There is also histograms across a linear scale, distinguishing the number of literature analyses flagged across CFPRs:
OverlapLitFPSR('mouse',true)
OverlapLitFPSR('human',true)
You can zoom into the null score distributions of two specific GO categories (including a random set of 40 genes) using:
PlotCategoryNullCompare('mouse')
Generate a table characterizing how within-category coexpression varies across GO categories:
IntraCorrTable();
Outputs to SupplementaryTables/WithinCategoryCoexp.csv
.
Does intra-category coexpression relate to CFPR?:
IntraCorrFPSR();
Saves out to OutputPlots/IntraCorr_CFPR.svg
.
Do categories with spatially autocorrelated genes exhibit an increase in CFPR against spatially autocorrelated ensembles?

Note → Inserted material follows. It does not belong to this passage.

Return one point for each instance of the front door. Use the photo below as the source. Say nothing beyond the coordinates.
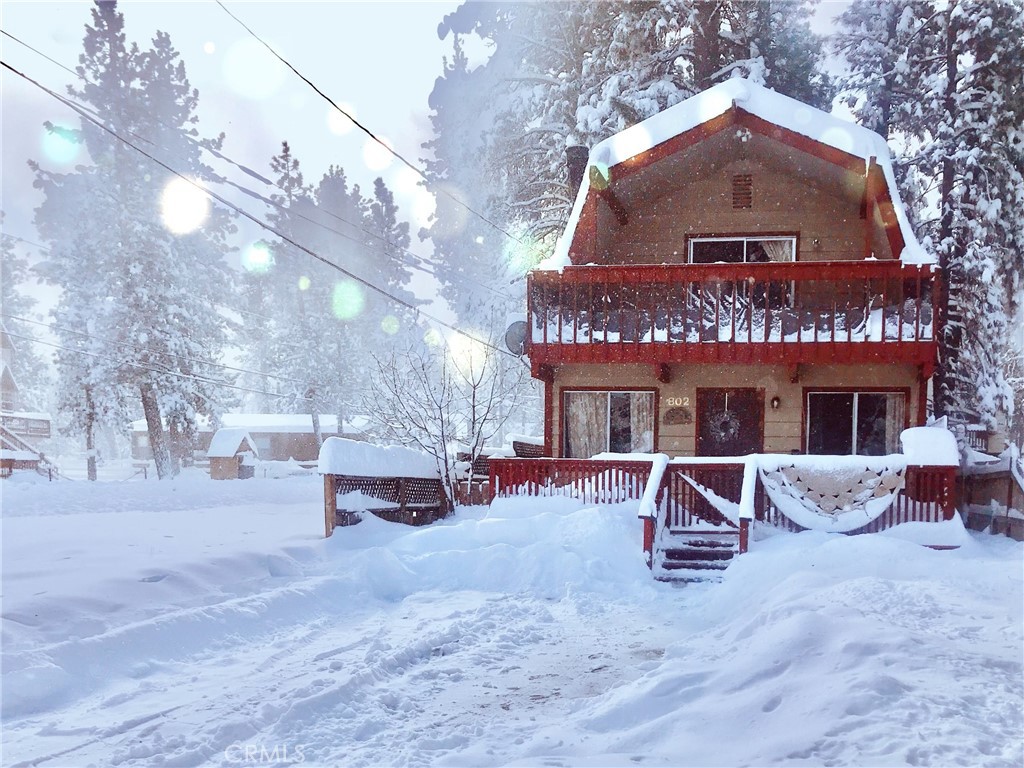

Investigate how CFPR is correlated to gene spatial autocorrelation (by category)
RelativeFPSRAutoCorr()
Saves plot to OutputPlots/Rel_CFPR_SpatialAC.svg
.
Save spatial correlation scores to table and get some additional visualizations:
DistanceConfoundResults()
This produces SupplementaryTables/SpatialAutocorrelationScores.csv
.
First compute and save all results of conventional GCEA. This will loop through human, mouse-all, and mouse-cortex:
RunConventionalEnrichment();
This saves results files to:
DataOutputs/CaseStudyDegree_human_cortex.mat
DataOutputs/CaseStudyDegree_mouse_all.mat
DataOutputs/CaseStudyDegree_mouse_cortex.mat
.
You can then compare the results of all three null models for each setting as:
CaseStudyResults('human','cortex');
CaseStudyResults('mouse','all');
CaseStudyResults('mouse','cortex');
This generates output tables comparing the three types of nulls:
SupplementaryTables/EnrichmentThreeWays_human_cortex.csv
SupplementaryTables/EnrichmentThreeWays_mouse_all.csv
SupplementaryTables/EnrichmentThreeWays_mouse_cortex.csv
There is also CorrelationDegreeCortex
to see how genes that differentiate cortical expression are also more likely to be correlated to connectivity degree.